Management is done through a web interface in the browser.

How it works

Without b4: you open a site - the provider sees where you are going and blocks the connection.

With b4: packets are modified before they reach the provider. The DPI system cannot determine which site you are requesting and lets the traffic through.

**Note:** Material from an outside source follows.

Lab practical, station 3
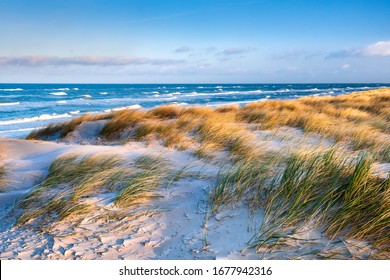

The site itself reassembles the packets and works normally.

Main bypass methods:

  • Fragmentation - the request is split into parts that the DPI cannot reassemble
  • Faking - sending decoy packets that confuse the DPI
  • Modification - altering packet header fields so they do not match blocking signatures

You do not need to understand the details - b4 includes an automatic mechanism that picks a working configuration for your provider.

Main features

b4 consists of several parts, each described in detail in its own documentation section:

  • Sets - bypass configurations for TCP/UDP traffic with different strategies
  • Discovery - automatic selection of a working configuration
  • DPI Detector - identifies the blocking methods used by your provider
  • Connections monitor - view traffic in real time
  • GeoSite/GeoIP - work with site categories and IP addresses
  • Per-device filtering - different rules for different devices on the network
  • Routing - direct traffic through a specific interface (VPN, WireGuard, etc.)
  • SOCKS5 proxy - for applications that support proxies
  • MTProto proxy - a proxy for Telegram

System requirements

Supported platforms

PlatformDescription
LinuxAny distribution with kernel 3.13+ (Ubuntu, Debian, Alpine, etc.)
OpenWRTRouters running OpenWRT firmware
ASUS MerlinASUS routers with Merlin firmware (via Entware)
KeeneticKeenetic routers with OPKG support
MikroTikRouterOS 7.x with container support
DockerAny system with Docker

Supported architectures

amd64, arm64, armv7, armv6, armv5, 386, mips, mipsle, mips64, mips64le

Minimum requirements

  • RAM: 64 MB of free memory
  • Disk: ~30 MB for the binary plus space for configuration and geodata
  • Linux kernel: 3.13+ with NFQUEUE support (nfnetlink_queue)
  • Privileges: root (required for netfilter)
info

When installed on a router, bypass works for every device on the network without any per-device setup.